The Mary Boone Gallery will feature no fewer than five: Judith Bernstein, Sarah Charlesworth, Nancy Dwyer, Barbara Kruger and Laurie Simmons.
Galerie Lelong is also highlighting five: Petah Coyne, with an early suspended sculpture from the ’90s made from industrial black sand, chicken wire and car parts; Jane Hammond; Ana Mendieta; Zilia Sánchez, who is 89 and whose work is rarely seen outside of her Puerto Rico home; and Etel Adnan, who is 90.
Galerie Barbara Thumm will be showing three: the multimedia artist Teresa Burga, the minimalist American painter Jo Baer and Anna Oppermann, who died at the age of 53 in 1993 and is best known for her ensembles of paper scraps and photographs.
In addition, the Rubell Family Collection will open a show focusing on more than 100 female artists in its collection, including Sherrie Levine and Kara Walker.
From its 2008 show “30 Americans,” which focused on black artists in the Rubell Family Collection, the organizers know that grouping artists by race or gender can raise questions. Mera Rubell, who founded the collection with her husband, Donald, and their son, Jason, said: “Is it patronizing? Is it ghettoizing? Does it look opportunistic?” She continued: “We own the work. The artists know we believe in the work.”
The new show, “No Man’s Land,” which runs from Thursday through May 28, will take over the Rubells’ 45,000-square-foot Miami museum with paintings, photographs, sculptures and video.
“All of a sudden those works come alive — a Dana Schutz next to a Barbara Kruger or Rachel Harrison next to Cindy Sherman,” Ms. Rubell said. “It brings new focus to our collecting.”
On Dec. 3, the artist Jennifer Rubell, the daughter of Mera and Donald, will present a food-based installation. “Using bread, butter and a couple engaged to be married as her media,” a news release says, “Rubell will transform the simple act of cutting and buttering bread into a poetic exploration of repetition as devotion.”
Amid the revelry at Art Basel Miami Beach, expect an undercurrent of teeth gnashing from many locals who worry that this fair has increasingly become a sealed-off bubble, and not simply because only two of its 267 exhibiting galleries are from the Miami area. The time visitors once spent exploring the city’s homegrown cultural nooks and crannies is now occupied by a dizzying array of satellite fairs and V.I.P. events featuring many of the same high-powered dealers already dominating Basel’s conversations.

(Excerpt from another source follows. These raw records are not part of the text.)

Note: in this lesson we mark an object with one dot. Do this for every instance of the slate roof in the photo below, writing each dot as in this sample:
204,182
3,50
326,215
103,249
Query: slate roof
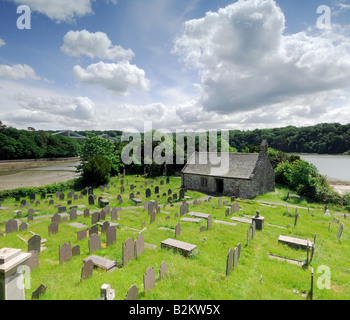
240,165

Fairgoers seeking a taste of true Miami flavor will do well to head across Biscayne Bay to Little Haiti and to the adjoining Little River neighborhood. In or near this new art scene are nine venues hosting “100+ Degrees in the Shade,” a survey of 166 contemporary South Florida artists assembled by the independent curator Jane Hart. The galleries include Design Sublime, Carol Jazzar Contemporary Art and Laundromat Art Space.
“What is important to me is seeing the overwhelming wealth of talent in South Florida and how it is largely unrecognized by the huge segment of the larger art world that comes here every year,” Ms. Hart said.

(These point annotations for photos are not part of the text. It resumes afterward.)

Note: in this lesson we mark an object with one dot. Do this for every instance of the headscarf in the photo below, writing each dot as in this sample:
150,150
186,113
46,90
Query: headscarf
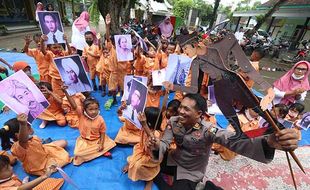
166,29
69,64
288,83
20,65
82,22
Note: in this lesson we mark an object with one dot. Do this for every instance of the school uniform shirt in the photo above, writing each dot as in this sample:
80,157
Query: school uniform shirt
193,148
59,37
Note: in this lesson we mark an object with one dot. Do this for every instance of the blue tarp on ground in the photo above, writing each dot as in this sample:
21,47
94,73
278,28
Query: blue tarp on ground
101,173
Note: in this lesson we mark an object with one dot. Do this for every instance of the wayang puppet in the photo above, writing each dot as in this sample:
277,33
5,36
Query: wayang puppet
219,63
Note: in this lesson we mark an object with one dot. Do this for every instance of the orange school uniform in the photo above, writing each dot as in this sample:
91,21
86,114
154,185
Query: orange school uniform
92,61
141,166
48,184
86,146
53,113
103,68
11,157
42,63
36,157
70,114
128,134
54,73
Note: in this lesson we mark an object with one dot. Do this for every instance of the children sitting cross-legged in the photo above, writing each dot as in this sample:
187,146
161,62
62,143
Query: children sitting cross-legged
9,181
54,112
35,156
140,164
93,141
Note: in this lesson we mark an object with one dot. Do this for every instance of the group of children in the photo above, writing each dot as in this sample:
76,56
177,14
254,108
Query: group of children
81,111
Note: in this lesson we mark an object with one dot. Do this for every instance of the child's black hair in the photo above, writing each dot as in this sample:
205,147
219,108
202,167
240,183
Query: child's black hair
260,52
88,32
46,84
298,107
90,100
4,162
283,110
36,35
174,104
151,114
8,132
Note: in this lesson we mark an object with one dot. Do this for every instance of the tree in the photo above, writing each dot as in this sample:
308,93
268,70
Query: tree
214,14
263,18
119,11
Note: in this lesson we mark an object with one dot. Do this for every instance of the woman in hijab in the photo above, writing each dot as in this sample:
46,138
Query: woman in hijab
166,28
79,27
293,86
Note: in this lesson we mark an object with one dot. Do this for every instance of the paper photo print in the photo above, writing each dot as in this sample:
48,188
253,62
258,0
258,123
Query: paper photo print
136,102
178,69
305,121
50,24
159,77
21,95
123,47
127,84
73,74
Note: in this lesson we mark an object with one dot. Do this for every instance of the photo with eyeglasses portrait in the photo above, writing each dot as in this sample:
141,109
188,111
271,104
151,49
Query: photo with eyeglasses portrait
21,95
73,74
136,102
50,24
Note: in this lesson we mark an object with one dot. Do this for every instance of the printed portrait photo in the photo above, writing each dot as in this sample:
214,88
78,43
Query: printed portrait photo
73,74
305,121
136,102
127,84
178,69
123,47
21,95
50,24
158,77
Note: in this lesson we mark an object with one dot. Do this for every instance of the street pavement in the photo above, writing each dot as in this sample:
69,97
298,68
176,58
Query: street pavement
11,41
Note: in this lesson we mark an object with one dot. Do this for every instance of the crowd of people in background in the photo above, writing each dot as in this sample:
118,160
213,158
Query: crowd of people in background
173,146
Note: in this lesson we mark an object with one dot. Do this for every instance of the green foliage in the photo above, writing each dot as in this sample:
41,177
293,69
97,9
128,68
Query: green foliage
181,7
94,12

As with any canon-defining show, it’s easy to nitpick over who’s in and who’s out. Notably missing, for example, are any of the Miami Generation, the nine Cuban-American artists who declared in a seminal 1983 show that something new, and newly Miamian, was being born.

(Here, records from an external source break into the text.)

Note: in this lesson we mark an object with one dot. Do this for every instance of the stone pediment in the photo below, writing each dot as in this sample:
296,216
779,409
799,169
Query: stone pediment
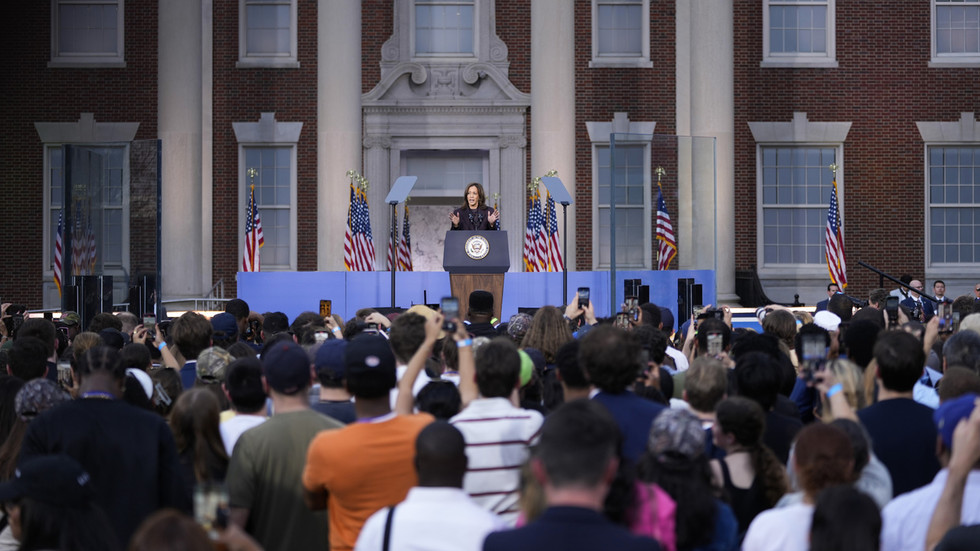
461,84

Still, those who are featured bolster Ms. Hart’s argument on behalf of Miami. They include the sculptor Robert Chambers; the filmmaker Dara Friedman; the painters Hernan Bas and Michael Vasquez, whose fortunes soared with Basel’s 2002 arrival; and emerging figures like the filmmaker Clifton Childree, and the sculptors Rafael Domenech and Wendy Wischer.
Elsewhere in this area, several cultural groups have united at the Little Haiti Cultural Center for “Little Haiti Tactics,” interlocking group shows spotlighting artists born throughout what the exhibition calls the “borderless Caribbean,” many of whom now live just blocks away. Yeelen Gallery presents “What’s Inside Her Never Dies … A Black Woman’s Legacy,” a group show of local and international artists exploring representations of black women, while Spinello Projects strikes a kindred note with “Littlest Sister,” showcasing art by 10 Miami-based women. BRETT SOKOL
Students sometimes ask Peter Stevens, the executive director of the David Smith estate: Isn’t it boring working with the same art — the same artist — all the time, every day, year after year?
“For me, the answer is absolutely not,” said Mr. Stevens, who has led the estate for 35 years. “Because every other thing in the world is different.”
It is because of this changing world — namely “the number of artists that are out there being considered, and how that impacts how historical artists are looked at,” Mr. Stevens said — that the estate has decided to shift its representation to Hauser & Wirth from the Gagosian Gallery.
“Hauser & Wirth strikes me as a gallery that has a new approach,” Mr. Stevens said.
It will include bringing the work of Mr. Smith — the sculptor perhaps most closely linked with Abstract Expressionism, who died in 1965 — to places like Asia and South America, “where there are very few of his works, if any,” Mr. Stevens said. “He’s known just from history books.”
Marc Payot, Hauser & Wirth’s partner and vice president, said the gallery would approach the work of Mr. Smith — who, he said, ranked with Giacometti and Brancusi — much as it did art by the sculptor Eva Hesse; it was not about establishing her historical importance so much as rediscovery.
“We focused on a lesser known body of work, brought in curators,” Mr. Payot said. “That’s what we are planning with Smith — to revisit and recontextualize the work.”
He added: “There is an important potential to bring him back into a context of relevance in terms of a contemporary discussion. We will engage with a younger generation.”